At this point in history, courage matters more than comfort. The courage required now is not the absence of fear, but the decision to keep showing up. It is the courage to keep asking difficult questions, to keep demanding accountability, and to rethink approaches that are no longer working. Most importantly, it is the courage to stand together.

This work is not a solo act. Courage grows in community. It is sustained through shared purpose and collective action. This belief sits at the heart of the work we do at The Blooming Mum, The Winford Centre for Children and Women and the Cambridge Network for Disability and Education Research (CaNDER) where we live by the principle of Give to Gain. When women give their voice, their solidarity, and their support to one another, society gains stronger systems, fairer policies, and more inclusive futures.

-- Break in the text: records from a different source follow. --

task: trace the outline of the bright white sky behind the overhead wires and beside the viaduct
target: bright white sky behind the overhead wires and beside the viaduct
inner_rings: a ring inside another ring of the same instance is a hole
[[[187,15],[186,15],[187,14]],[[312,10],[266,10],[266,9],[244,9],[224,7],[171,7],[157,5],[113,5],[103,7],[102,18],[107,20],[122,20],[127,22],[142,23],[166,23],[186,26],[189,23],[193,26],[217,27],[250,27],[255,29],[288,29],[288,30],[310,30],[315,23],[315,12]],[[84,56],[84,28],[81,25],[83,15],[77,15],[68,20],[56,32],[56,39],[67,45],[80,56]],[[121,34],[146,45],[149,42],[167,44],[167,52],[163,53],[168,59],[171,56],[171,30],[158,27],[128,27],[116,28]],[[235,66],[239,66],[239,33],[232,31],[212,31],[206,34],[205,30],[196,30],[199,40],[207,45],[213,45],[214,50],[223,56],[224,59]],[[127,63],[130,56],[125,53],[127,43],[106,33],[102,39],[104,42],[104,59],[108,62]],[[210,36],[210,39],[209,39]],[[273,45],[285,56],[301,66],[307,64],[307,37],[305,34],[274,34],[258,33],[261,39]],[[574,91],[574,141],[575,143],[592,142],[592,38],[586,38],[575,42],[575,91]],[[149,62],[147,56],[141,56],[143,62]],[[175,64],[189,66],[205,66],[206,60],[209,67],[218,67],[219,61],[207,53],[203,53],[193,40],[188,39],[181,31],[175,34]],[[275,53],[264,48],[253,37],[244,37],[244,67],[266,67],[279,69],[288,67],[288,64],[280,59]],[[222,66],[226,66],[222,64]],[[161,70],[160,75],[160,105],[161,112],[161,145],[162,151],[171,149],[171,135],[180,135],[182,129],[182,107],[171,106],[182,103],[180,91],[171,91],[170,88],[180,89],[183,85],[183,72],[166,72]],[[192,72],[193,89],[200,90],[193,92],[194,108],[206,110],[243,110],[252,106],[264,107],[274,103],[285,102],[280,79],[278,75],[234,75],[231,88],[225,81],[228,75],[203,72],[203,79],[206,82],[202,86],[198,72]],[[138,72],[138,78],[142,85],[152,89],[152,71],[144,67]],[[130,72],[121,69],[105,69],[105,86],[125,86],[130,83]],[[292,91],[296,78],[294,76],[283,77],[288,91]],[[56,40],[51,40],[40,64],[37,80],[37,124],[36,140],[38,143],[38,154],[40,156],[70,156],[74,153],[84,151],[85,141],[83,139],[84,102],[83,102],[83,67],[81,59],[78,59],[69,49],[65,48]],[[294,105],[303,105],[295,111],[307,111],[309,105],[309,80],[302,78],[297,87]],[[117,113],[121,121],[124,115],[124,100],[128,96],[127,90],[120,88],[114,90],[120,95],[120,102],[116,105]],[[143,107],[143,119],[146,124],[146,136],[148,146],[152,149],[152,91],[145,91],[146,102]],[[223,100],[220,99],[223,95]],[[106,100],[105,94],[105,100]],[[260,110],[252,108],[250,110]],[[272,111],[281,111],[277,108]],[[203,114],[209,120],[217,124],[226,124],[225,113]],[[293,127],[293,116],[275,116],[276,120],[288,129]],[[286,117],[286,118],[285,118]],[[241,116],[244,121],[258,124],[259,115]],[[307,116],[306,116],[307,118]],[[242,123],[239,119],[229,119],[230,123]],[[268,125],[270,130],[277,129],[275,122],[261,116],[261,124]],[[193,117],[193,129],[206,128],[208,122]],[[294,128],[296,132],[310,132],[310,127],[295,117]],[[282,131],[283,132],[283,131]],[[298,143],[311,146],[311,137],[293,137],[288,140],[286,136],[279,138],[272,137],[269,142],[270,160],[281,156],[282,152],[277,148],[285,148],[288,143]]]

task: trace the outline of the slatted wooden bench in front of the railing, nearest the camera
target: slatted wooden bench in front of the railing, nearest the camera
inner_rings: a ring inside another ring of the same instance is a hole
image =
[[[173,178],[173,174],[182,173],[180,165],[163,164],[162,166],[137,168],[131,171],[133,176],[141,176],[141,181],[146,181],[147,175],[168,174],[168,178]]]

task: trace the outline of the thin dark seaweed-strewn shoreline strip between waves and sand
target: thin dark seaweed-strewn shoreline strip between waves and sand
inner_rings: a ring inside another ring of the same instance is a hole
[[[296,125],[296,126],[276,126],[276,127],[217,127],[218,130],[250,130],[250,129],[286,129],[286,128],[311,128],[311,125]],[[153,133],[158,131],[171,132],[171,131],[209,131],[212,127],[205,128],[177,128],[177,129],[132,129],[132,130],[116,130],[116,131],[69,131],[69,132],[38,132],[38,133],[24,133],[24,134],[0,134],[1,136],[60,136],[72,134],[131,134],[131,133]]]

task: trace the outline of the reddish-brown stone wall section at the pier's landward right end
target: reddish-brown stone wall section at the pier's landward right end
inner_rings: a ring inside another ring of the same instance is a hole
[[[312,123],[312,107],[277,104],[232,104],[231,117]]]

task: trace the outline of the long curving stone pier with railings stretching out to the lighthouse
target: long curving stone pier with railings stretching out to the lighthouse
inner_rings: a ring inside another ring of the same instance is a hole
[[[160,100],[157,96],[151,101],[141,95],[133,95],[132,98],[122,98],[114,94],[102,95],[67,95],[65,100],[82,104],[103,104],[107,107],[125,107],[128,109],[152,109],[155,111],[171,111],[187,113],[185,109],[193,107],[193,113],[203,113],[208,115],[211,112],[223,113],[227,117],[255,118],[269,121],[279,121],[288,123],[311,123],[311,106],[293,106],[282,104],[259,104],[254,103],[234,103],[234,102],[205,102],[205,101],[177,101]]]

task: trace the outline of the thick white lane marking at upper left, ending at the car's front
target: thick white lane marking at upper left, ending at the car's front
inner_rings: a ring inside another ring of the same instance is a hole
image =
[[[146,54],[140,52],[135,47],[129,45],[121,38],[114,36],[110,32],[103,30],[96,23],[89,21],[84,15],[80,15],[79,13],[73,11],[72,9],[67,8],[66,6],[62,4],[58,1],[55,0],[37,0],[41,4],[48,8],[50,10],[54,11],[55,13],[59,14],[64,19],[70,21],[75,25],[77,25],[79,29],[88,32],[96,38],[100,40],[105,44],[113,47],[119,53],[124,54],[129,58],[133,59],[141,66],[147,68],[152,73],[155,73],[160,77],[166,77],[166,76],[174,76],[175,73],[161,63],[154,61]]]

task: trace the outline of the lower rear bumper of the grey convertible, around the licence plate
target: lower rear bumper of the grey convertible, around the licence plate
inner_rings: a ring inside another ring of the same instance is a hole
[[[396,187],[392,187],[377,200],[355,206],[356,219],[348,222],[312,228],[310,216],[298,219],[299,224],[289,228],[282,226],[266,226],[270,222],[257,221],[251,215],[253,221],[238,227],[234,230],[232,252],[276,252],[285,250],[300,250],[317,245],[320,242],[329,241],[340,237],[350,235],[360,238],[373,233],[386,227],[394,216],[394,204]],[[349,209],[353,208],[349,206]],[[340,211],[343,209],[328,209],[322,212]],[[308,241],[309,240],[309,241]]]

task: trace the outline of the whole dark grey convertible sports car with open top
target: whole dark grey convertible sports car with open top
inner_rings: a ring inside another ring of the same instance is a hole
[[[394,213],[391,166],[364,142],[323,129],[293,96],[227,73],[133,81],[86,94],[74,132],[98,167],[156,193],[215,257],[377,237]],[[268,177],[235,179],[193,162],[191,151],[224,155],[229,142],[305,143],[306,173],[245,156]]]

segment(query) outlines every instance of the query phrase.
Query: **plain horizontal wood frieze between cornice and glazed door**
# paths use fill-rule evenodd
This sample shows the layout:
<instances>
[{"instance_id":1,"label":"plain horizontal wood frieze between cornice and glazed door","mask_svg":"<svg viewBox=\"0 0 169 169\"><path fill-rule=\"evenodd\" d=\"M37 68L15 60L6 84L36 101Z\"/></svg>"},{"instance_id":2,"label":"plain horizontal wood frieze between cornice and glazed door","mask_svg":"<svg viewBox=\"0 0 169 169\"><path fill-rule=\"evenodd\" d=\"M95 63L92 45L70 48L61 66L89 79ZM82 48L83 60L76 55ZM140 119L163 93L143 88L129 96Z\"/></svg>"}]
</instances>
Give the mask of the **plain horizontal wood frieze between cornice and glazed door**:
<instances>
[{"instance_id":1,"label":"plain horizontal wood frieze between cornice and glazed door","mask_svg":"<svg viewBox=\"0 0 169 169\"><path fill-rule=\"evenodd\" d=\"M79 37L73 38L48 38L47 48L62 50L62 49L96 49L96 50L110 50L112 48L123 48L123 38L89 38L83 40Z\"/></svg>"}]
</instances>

This International Women’s Day is not a moment to retreat. It is not a time to soften demands or lower expectations. If anything, it is time to be clearer and firmer. Women’s rights are not negotiable. They do not expire in difficult political climates, and they do not depend on how resilient women prove themselves to be.

Giving voice to women is not charity. Giving women access to leadership is not symbolic. Giving women safety, education, and economic opportunity is not optional. These are investments that strengthen societies as a whole.

To truly embrace the spirit of Give To Gain, we must move beyond symbolic gestures toward meaningful transformation. We must create systems that do not merely celebrate women’s resilience but actively support their advancement.